Watch Your World w/Cavuto weekdays at 4 p.m. and 1 a.m. ET.

NEIL CAVUTO, HOST: For mutual fund companies, it was really not a good week. New York Attorney General Eliot Spitzer is breathing down their financial backs, saying that they played fast and loose with the rules, allowing favored clients to score trading deals typical folks could only dream of getting.

Now, if true, it’s a huge industry black eye and one, mutual fund legend John Bogle, says it can ill afford now.

John joins us now from Vanguard Fund headquarters in Philadelphia, Pennsylvania.

John, how bad is this?

JOHN BOGLE, VANGUARD GROUP FOUNDER: Neil, it’s terrible. There are two aspects to the Spitzer complaint. And, by the way, he deserves some sort of a hero’s medal for what he’s doing to help mutual fund shareholders.

But one aspect is trading after the final price for the previous day has been determined, say, three, four, five hours. when you’ve got a much better idea of what will happen the next day, and that’s something I cannot imagine anybody in this industry with even a hint of ethics or integrity would do, and, in fact, it’s illegal.

The other practice is a kind of a more interesting, and that’s playing timing games usually with international funds where, because of different times in Europe and Japan, you can kind of speculate against the U.S. closing price at 4:00 U.S. time.
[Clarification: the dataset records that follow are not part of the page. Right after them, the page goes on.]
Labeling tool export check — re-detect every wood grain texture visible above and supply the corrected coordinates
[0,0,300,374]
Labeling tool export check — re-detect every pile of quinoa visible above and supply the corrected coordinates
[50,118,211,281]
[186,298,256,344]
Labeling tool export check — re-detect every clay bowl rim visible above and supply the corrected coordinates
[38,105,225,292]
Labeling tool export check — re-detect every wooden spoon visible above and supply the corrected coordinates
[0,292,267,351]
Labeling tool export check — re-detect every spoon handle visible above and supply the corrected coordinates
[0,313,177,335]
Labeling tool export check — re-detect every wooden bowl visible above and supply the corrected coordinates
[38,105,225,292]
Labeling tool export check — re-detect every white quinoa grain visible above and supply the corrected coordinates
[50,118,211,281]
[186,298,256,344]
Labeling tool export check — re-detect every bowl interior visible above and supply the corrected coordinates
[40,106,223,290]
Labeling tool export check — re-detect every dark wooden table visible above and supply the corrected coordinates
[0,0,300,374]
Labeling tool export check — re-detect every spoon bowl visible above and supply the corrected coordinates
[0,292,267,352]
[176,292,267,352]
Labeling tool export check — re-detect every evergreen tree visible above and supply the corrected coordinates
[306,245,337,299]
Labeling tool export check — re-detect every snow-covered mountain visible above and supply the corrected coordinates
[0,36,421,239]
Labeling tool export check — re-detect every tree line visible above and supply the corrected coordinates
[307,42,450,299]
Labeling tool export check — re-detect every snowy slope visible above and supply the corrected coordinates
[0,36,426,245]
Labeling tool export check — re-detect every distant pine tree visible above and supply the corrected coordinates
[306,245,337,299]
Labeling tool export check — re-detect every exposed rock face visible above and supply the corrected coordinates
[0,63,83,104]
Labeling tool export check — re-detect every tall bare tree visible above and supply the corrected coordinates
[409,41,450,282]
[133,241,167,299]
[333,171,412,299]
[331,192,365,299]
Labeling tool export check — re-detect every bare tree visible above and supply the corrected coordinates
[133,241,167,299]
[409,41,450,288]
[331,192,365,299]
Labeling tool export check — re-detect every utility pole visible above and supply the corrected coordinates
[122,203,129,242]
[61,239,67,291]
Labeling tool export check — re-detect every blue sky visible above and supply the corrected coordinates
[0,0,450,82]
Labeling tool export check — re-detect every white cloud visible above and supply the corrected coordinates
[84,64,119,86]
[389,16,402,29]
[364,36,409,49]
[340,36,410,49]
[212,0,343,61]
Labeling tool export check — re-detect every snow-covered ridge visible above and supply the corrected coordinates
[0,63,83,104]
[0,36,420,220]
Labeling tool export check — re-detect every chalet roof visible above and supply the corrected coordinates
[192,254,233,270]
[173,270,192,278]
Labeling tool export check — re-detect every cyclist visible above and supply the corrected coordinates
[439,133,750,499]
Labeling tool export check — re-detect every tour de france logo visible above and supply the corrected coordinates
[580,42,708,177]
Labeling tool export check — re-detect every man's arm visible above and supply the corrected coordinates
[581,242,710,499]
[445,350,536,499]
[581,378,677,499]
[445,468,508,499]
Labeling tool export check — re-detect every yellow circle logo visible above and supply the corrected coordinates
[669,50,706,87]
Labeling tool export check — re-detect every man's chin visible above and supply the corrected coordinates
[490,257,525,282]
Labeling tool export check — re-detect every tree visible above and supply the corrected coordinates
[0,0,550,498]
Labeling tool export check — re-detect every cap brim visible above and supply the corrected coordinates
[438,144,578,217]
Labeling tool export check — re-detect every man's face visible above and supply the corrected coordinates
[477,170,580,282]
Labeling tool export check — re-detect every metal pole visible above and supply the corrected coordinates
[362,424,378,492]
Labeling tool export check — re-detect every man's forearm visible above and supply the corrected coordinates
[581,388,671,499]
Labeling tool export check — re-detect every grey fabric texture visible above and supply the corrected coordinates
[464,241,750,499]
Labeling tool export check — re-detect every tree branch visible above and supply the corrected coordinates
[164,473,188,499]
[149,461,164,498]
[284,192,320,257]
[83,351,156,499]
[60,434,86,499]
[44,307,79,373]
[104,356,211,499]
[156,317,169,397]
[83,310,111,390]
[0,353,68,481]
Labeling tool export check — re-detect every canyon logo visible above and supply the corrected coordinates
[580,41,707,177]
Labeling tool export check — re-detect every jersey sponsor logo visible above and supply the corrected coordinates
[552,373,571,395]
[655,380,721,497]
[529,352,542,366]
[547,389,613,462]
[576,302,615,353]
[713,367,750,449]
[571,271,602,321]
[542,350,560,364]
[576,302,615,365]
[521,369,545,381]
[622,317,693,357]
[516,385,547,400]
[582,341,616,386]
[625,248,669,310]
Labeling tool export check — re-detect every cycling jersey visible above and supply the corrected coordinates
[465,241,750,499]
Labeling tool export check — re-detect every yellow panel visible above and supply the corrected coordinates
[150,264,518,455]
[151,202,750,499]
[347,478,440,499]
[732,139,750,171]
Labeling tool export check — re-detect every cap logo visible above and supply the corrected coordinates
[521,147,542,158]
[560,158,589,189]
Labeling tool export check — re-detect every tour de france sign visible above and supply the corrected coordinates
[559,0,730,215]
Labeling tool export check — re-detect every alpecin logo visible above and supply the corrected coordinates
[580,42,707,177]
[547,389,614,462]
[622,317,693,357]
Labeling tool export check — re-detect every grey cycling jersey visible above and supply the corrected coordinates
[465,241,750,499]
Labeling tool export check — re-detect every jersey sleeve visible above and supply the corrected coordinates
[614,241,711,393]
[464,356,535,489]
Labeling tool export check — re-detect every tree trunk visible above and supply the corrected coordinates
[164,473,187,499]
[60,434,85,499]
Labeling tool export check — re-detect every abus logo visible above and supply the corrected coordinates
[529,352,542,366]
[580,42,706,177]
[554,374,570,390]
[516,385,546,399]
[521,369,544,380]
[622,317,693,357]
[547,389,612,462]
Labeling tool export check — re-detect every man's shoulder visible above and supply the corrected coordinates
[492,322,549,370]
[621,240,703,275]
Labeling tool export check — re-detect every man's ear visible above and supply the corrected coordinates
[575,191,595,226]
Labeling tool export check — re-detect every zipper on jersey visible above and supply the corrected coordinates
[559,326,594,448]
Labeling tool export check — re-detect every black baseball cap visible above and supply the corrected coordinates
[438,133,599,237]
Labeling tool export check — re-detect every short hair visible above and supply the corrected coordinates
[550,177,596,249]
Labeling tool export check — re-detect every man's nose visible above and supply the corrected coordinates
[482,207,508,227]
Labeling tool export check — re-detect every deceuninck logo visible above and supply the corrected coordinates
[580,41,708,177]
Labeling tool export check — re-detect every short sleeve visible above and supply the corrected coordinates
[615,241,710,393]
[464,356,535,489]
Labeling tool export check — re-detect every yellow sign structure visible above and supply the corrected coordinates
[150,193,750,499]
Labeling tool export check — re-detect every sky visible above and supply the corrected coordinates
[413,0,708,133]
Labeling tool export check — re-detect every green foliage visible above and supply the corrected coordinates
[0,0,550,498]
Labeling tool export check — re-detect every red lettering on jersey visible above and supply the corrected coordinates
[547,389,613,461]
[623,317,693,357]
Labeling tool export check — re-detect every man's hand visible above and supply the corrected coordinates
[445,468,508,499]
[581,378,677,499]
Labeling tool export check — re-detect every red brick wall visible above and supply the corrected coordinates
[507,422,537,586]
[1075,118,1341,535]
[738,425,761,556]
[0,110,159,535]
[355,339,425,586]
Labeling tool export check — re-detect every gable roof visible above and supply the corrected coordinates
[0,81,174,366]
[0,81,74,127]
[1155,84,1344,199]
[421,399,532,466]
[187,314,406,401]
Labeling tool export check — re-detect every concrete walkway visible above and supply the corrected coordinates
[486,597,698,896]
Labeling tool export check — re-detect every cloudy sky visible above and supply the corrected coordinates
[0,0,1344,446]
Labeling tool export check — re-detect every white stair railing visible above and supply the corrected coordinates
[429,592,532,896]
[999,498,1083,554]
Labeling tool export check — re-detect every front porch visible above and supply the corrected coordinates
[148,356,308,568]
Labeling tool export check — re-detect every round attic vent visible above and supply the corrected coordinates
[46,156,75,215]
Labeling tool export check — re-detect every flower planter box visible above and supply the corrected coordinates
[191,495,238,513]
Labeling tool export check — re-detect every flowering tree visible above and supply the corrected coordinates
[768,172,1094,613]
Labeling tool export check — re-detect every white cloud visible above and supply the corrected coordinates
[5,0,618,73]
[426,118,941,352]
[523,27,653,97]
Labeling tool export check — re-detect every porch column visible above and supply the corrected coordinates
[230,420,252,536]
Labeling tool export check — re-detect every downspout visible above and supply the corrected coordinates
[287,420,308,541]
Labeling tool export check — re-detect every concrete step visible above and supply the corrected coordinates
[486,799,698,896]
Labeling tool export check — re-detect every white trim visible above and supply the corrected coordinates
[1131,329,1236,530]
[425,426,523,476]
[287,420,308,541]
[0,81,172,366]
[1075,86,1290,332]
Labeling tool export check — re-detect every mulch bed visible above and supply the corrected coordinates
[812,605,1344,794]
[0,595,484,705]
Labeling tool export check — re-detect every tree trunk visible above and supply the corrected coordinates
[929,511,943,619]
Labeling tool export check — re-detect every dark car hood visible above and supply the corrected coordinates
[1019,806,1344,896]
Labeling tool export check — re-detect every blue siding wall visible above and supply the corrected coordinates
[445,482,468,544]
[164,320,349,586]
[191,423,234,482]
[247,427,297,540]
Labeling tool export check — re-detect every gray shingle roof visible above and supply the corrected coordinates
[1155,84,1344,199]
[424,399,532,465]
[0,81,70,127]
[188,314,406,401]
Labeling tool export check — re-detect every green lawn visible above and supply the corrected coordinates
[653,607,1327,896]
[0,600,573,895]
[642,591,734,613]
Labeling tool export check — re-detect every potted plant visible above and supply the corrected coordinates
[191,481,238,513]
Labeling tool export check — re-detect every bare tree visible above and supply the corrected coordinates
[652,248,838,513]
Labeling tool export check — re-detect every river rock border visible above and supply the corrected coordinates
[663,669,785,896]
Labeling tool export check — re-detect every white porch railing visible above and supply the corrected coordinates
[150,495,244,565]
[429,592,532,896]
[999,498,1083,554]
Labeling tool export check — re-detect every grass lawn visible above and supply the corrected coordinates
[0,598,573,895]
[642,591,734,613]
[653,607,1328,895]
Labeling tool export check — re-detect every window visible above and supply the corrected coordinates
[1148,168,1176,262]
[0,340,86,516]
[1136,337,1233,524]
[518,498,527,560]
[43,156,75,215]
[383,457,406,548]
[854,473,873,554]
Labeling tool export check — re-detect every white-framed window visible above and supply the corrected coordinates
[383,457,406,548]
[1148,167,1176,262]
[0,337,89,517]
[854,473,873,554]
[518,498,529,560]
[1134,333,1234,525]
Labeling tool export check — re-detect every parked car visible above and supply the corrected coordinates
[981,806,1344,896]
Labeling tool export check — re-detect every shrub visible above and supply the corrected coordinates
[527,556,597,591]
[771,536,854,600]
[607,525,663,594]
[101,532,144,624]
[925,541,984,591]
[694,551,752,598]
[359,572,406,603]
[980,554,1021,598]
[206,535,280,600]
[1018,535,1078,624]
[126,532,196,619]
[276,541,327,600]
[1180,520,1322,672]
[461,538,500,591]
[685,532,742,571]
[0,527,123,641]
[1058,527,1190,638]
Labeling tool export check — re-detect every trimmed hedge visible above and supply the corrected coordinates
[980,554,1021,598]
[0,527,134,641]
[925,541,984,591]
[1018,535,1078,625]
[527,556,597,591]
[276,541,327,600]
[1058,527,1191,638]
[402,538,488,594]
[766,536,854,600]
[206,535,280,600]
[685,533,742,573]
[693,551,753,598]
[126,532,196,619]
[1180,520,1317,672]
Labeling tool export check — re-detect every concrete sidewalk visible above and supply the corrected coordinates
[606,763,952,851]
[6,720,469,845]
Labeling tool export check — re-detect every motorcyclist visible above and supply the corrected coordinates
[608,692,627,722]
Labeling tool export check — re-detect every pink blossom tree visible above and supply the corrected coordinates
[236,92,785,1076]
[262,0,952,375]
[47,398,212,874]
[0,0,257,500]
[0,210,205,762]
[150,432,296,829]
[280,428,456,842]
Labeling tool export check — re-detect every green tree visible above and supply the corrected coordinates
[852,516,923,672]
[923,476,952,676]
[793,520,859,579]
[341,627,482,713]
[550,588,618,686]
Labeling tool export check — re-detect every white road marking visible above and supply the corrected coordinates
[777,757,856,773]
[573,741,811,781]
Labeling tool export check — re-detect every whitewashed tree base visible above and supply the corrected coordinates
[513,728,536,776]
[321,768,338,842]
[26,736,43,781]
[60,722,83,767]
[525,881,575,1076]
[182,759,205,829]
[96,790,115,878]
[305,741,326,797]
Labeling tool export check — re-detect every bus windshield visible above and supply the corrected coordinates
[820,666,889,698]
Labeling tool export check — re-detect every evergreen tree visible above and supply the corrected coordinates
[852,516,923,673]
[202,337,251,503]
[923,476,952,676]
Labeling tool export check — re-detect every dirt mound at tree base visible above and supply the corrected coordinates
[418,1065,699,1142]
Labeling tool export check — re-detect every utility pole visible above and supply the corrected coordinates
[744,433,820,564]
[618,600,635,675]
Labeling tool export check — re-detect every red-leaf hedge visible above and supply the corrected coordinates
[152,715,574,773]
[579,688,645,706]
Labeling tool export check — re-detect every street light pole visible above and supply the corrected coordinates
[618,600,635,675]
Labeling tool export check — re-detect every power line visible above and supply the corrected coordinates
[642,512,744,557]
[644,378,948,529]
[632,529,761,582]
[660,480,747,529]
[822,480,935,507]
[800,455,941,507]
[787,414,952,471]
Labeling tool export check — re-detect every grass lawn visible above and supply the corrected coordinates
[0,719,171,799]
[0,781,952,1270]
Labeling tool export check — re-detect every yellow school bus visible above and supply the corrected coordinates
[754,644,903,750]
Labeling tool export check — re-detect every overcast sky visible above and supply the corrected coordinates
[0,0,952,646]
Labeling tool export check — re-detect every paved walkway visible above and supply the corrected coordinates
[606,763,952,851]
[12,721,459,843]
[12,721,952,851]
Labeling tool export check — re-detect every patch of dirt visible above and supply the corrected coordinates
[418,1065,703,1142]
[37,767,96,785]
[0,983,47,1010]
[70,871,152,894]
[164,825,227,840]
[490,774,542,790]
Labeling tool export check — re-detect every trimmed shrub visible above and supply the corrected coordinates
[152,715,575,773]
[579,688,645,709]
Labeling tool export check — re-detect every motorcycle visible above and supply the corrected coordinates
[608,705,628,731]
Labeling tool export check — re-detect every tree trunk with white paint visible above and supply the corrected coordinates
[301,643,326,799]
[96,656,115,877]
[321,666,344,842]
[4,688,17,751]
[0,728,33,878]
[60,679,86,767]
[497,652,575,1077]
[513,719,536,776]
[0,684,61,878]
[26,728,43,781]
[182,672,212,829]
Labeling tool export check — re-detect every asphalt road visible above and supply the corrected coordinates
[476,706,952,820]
That’s been going on for a decade. Everybody knew about it. It’s been catalogued by professors and financial analyst journals, and why it took all this to finally pin the tail on the donkey, if you will, I don’t know. But it will be a good thing to have that tamed down, too.

CAVUTO: Gee, I don’t know how I missed out on this, John. It seems so easy to just take money like this, and yet so many apparently were. What does this mean to the mutual fund industry? As you know, you really started this whole wave. Is it going to affect people investing in funds?

BOGLE: Well, of course, it’s going to affect people investing in funds because they have had a breach of trust. It’s not a serious financial breach of trust to them because this is one of these cases where, if you focus a nice $30-million or $40-million or $50-million or $100- million advantage on a particular owner of the fund, say the hedge fund owners here, each mutual fund shareholder may lose something like, let me say, a hundredth of a cent a share. It’s almost invisible if the fund is big enough. Stealing a little bit of money is still stealing, Neil. So we have a breach of trust by...

CAVUTO: I know Vanguard’s been subpoenaed, right? No allegations of impropriety.

BOGLE: We have been subpoenaed for information down here.

CAVUTO: OK. So what does that mean?

BOGLE: Well, I mean that means they want to look at our books and make sure we haven’t been part of this, which I’m highly confident we have not been part of, and I can’t imagine this company that was built on principles of integrity is going to depart very far, whether I’m still here or not, from those basic principles.

CAVUTO: But, John, here’s what I want to get clear. Now the settlement that Spitzer came up with -- maybe it will be a $40-million, $50-million pool. I don’t know who gets that, but I do know the potential abuse here goes into the billions of dollars. So I’m looking at that math, and I’m saying something’s not right.

BOGLE: Well, something is not right, you know, and the firms involved here are probably managers of pretty close to a trillion dollars.

CAVUTO: So punish them more. This seems like chump change punishment.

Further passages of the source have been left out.